Thank you, rock bottom.
I needed to see my dignity leaked all over the floor like a grown woman with a bladder problem in the middle of a busy shopping mall.
I needed to feel the pain, shame and gut wrenching heartache that the experience of you brought to me.
I needed to meet and greet my self-loathing edge in order to fall off and into my dried up well of self worth.
I clearly needed the stunning, jarring, brutal fall.
I was down and out for the count—TKO
Rock bottom is different for everyone. Some clench a fistful of pills, others a bottle of booze or a 28 special, and some will consider the train tracks or a huge oak tree on the side of the road.
For me, the catalyst was a confusing and devastating heartache stemming from the breakup with a man I believed I loved more than I had ever loved anyone.

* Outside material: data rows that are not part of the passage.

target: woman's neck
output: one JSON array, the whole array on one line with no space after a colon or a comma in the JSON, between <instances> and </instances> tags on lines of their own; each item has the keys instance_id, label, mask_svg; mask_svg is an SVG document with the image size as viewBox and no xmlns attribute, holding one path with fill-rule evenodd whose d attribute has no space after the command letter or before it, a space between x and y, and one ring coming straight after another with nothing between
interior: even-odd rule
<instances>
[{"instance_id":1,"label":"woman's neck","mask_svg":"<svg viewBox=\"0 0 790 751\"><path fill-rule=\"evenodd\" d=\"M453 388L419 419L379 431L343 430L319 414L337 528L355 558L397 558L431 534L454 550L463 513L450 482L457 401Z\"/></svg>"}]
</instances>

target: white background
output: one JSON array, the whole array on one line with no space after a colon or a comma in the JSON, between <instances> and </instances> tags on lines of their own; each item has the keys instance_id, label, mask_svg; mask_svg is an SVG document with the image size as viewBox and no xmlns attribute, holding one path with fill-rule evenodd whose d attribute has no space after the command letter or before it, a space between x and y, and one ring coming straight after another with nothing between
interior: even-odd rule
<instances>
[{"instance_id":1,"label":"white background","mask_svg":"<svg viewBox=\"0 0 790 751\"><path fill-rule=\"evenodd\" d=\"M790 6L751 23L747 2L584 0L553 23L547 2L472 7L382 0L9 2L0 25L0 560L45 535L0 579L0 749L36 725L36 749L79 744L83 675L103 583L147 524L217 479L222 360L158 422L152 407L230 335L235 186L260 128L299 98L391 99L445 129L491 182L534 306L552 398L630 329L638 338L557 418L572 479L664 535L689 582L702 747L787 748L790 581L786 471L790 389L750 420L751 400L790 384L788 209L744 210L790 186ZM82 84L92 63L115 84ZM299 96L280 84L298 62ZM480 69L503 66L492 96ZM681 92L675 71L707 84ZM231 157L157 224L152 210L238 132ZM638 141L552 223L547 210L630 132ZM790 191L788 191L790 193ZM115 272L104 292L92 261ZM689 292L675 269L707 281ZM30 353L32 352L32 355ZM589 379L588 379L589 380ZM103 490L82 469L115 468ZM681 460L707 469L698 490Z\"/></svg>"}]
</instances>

The subsequent face-to-face with my fun house mirror image led to the actualization and fervent realization of the powerful lies I had been telling myself for most of my life. I was fed up and extremely exhausted. Tipping point, reached.
This was my rock bottom and, as clichés go, it was also my most profound and pivotal moment.
I have studied an enormous amount of psychology and self-help material over the years. I have followed many gurus and spiritual teachers along my path, but nothing, absolutely nothing, will cause a radical shift inside us with the same intensity as a direct experience.
When our sh*t hits the fan, we have a choice: get out of the way or get dirty.
Turns out, despite my belief to the contrary, I’d only been getting my hands dirty; this time I chose differently.
This time I shut my eyes, took a deep breath and confronted the full force of that sh*t storm like I’d never done before.
I put on my big girl boots, got down and dirty and wrote, and wrote and wrote. I cried and wrote some more; I hardcore ugly-cried, laughed hysterically at the sight of myself and cried some more. I talked it out, walked it out, danced it out and worshipped at the altar that is my yoga mat. I stayed, and stayed, and stayed with the emotions.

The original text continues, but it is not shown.